Transform data nodes
Use Transform data nodes to divide your documents into meaningful sections based on their semantic relevance and generate embeddings that you can load and store in a vector database.
Chunking
Chunking is the process of dividing documents into smaller meaningful segments, as most large language models in the RAG use case do not deal with very large documents, but sections of the documents, which are semantically relevant. Using the chunking node improves the context understanding and processing accuracy when you're working with your documents.
You can select one of the following chunk types:
- watsonx
- simple
For both of the chunk types, you can specify the chunk size and chunk overlap parameters.
| Parameter name | Value | Default value | Description |
|---|---|---|---|
| Chunk type | watsonx or simple | watsonx | The type of the selected chunking method. |
| Chunk size | Integer | 1024 | The size of the processed chunk. To preserve the semantic meaning of the text and include complete sentences or paragraphs in the chunk, the chunk size might not be created with the selected chunk size exactly, but larger. |
| Chunk overlap | Integer | 0 | The chunk overlap specifies the number of overlapping tokens between consecutive chunks to maintain context continuity between the chunks. |
Consider where you want to write your processed content into. If you're planning to write it into watsonx.data Milvus or any other watsonx application, always select watsonx. Select the simple option, if you want to use the embeddings outside watsonx as using simple chunking method in watsonx might fail.
Add the chunking node to your flow to avoid exceeding the maximum size limit for a record while inserting embeddings into a vector database. You might skip this step only if the documents to be processed by the flow are small.
After you finish specifying chunking details, move to Embeddings to select the required parameters.
Embeddings
Embeddings are numerical representations of units of information, such as words or sentences, as vectors of real-valued numbers. Embeddings are generated based on the chunks of your input documents and stored as vectors in a vector database of your choice, and help you find the similarities between the documents, or when a query is given to determine how similar the document is to a given query.
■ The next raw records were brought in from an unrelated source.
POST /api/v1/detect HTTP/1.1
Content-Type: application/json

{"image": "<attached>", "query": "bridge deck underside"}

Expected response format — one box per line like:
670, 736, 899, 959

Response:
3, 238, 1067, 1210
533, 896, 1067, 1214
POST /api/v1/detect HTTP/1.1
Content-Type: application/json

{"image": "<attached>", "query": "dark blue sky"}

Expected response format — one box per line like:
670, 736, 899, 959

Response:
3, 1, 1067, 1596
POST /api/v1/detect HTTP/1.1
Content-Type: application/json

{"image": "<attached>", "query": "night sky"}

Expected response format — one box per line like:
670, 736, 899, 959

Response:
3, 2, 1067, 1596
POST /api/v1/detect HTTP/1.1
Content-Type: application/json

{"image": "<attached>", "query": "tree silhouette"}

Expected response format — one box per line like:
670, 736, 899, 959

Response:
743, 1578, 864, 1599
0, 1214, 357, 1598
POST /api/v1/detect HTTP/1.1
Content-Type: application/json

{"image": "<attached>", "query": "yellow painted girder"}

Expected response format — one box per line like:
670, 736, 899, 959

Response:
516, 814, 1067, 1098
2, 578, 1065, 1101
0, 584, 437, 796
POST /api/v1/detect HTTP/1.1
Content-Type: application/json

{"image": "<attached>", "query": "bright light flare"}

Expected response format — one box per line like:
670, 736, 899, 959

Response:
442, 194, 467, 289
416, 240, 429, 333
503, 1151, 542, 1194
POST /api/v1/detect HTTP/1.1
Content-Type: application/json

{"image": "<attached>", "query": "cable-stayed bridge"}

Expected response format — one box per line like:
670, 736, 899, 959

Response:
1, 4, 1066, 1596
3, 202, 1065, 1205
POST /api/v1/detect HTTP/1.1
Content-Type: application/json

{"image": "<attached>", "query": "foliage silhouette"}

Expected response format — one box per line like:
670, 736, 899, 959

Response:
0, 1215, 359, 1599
For both watsonx and simple chunking types, you can select one of the embedding models deployed in the cluster to compute embeddings. Select the right model based on where the generated embeddings will be used in RAG or other uses cases. However, you must ensure that the model that you select is deployed in watsonx.ai or any other RAG application that consumes the generated embeddings.
The default model is ibm/slate-30m-english-rtrvr. Ensure it is deployed in the cluster. If it's not deployed and you don't select any other model, then the flow fails.
For more information on the embedding models in watsonx.ai, see Supported encoder foundation models in watsonx.ai.
After embeddings are generated for your document, the embeddings feature is added to the output table.
Select Embeddings after all other nodes in your flow and before you move to Generate output node, so that the embeddings are correctly generated after ingestion, cleansing, enrichment, and chunking of the data complete. Later, you can load your embeddings into the vector database.
Branching
Use this node to branch the flow so that the documents undergo different processing steps based on the conditions you define. For example, when processing a set of documents in different languages, you can branch the flow so that the documents in one language undergo PII and HAP annotation, while other documents skip this step.
This node can be added after any other node in the flow. You can add multiple nodes after this one by creating multiple links. You can edit a name for each link, and define conditions.
To define link conditions, either use the condition builder, or click the Advanced tab where you can provide a more complex condition expression manually.
When the branching node is used, all branches are run in parallel as you run the flow, so a document can be processed by multiple branches concurrently.
You can add multiple branching nodes in your flow to form directed acyclic graph with nested branches.
After you create branches, you can use a merging node to merge the output from the selected branches for further processing in the flow.
Merging
Use this node to merge the flow after it was branched. Use the links to connect the branches into the merging node. You can edit the link names.
Double-click the merging node to open the Configuration panel. In that panel, you specify how to merge the data that is incoming from the merged branches. The following options are available:
-
Combine rows: Merge rows from all tables, one after another
Note that if the same document exists in multiple branches, duplicates are created. This option is recommended to be used only when the conditions used when branching produce mutually exclusive results.
-
Combine columns: Merge columns from all tables, row by row, where you can select one of the following options:
- Inner join - combine all matching rows
- Full outer - includes all rows from all datasets
With this merge type, if the merged branches have features with the same name, then all these features will be added to the output, but they will be renamed by adding
link_nameas a prefix to the feature name. For example, if 3 branches namedlink1,link2andlink3have the same feature namedcontent, then the output will havecontent,content_link2,content_link3. It is strongly recommended to avoid this scenario by disabling the Downstream use checkbox for these features in the previous nodes, so that the merge operator only gets one feature with the given name.
Click Preview with sample data to see how the merging works on some sample tables.
Entity curation
Use this node when you have selected to extract entities in the Extract data node. Documents can contain structured information, for example, invoices, receipts, or bank statements. You can extract this structured information, standardize it, and store it in an entity table.
This node transforms the extracted structured data into the format that is defined for the target table by the applied document class. The normalized information can then be written to an entity table in a structured database by using the Entity store node.